Maple procedures for the coupling of angular momenta II. Sum rule evaluation

In a previous paper (S. Fritzsche, Comput. Phys. Commun. 103 (1997) 51), we defined data structures to deal with typical expressions from Racah algebra within the framework of Maple. Such expressions arise very frequently in various fields, for instance, by treating composite wave functions and tensor operators in many-particle physics. Often, these Racah expressions are written in terms of Clebsch-Gordan coefficients and Wigner n-j symbols. Our previous set of Maple procedures mainly concerned numerical computations on such symbols, the simplification by special values as well as the use of recursion relations. The full elegance of applying Racah algebra techniques in daily research work is, however, only revealed by the analytic simplification of more complex expressions. In practise, this even requires the major effort in dealing with these techniques.
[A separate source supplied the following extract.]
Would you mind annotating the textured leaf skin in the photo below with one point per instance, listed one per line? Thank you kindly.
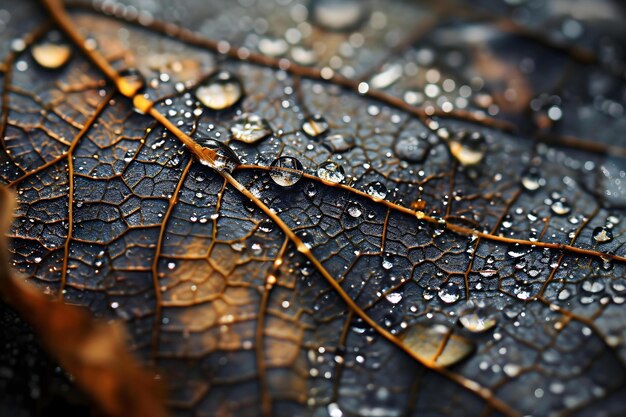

Its success closely depends on the knowledge of sum rules which typically include a number of dummy summation indices. The application of these sum rules is a rather straightforward task but may become very tedious for more difficult expressions due to the large number of symmetries of the Clebsch-Gordan coefficients and Wigner n-j symbols. We therefore extended the Racah program to facilitate sum rule evaluations in the given framework. A set of new and revised procedures now supports the evaluation of Racah algebra expressions by applying the orthogonality properties of the Wigner symbols and a variety of sum rules. More than 40 sum rules known from the literature and involving products of up to six Wigner n-j symbols have been implemented and are available for interactive use. The applicability of this new tool will be demonstrated by three examples from many-particle physics.